That court requested clarification from the state's Supreme Court about proper interpretation of state regulations on seating provisions.

The Ninth Circuit's request meant the high court's interest in the case was very narrowly focused. The Ninth Circuit already has certified questions that involve California's wage order requirements that state employers provide suitable seating for employees under certain circumstances.

The issue considered by the Supreme Court was whether, under state wage order regulations, employers must provide employees with suitable seats when the nature of their work reasonably permits the use of seats.

In particular, the Supreme Court considered three questions:

-Whether the nature of the work referred to individual tasks performed throughout the workday, or if it referred to the entire range of an employee's duties during a given day or shift;

-Whether the nature of an employee's work reasonably permits a seat; and

-Whether a prospective plaintiff would have to prove a suitable seat exists if an employer field to provide a seat.

The opinion also covered what courts, in future litigation, should consider when determining whether the nature of an employee's work reasonably permits sitting. The high court ruled that later courts in future litigation should consider the nature of the work rather than an individual employee’s characteristics, while still taking into account what an employer can reasonably expect in setting job duties.

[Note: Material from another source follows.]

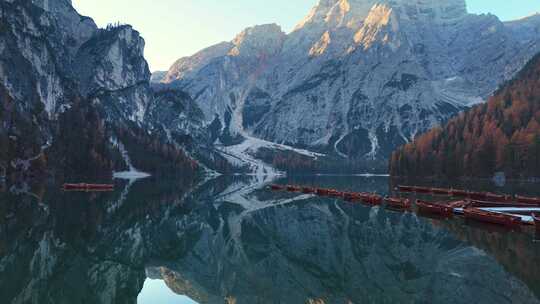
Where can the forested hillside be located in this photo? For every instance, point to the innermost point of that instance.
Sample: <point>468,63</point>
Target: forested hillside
<point>502,135</point>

The Supreme Court also found that an employee does not bear the burden of proof that a suitable chair exists. The Supreme Court pointed to the IWC's language stating employers shall provide suitable seats but saying nothing about employees having to show that a particular type of seat would fulfill that requirement.

The opinion also quoted directly from the IWC's wage orders in reference to seating, pointing out how high employees' needs were considered when those wage orders were developed.

"As discussed, the IWC's wage orders were promulgated to provide a minimum level of protection for workers," the opinion said. "The requirement's history reflects a determination by the IWC that 'humane consideration for the welfare of employees requires that they be allowed to sit at their work or between operations when it is feasible for them to do so'.”

The decision means employers will need to be very careful in cases in which they don't want to provide an employee a suitable seat, Anderson said.

"If and when a case goes to litigation, the court is going to look very closely employer's work site," she said. "And the court is going to look very closely at whether a suitable seat can be provided at that work site. Employers need to be ready for that."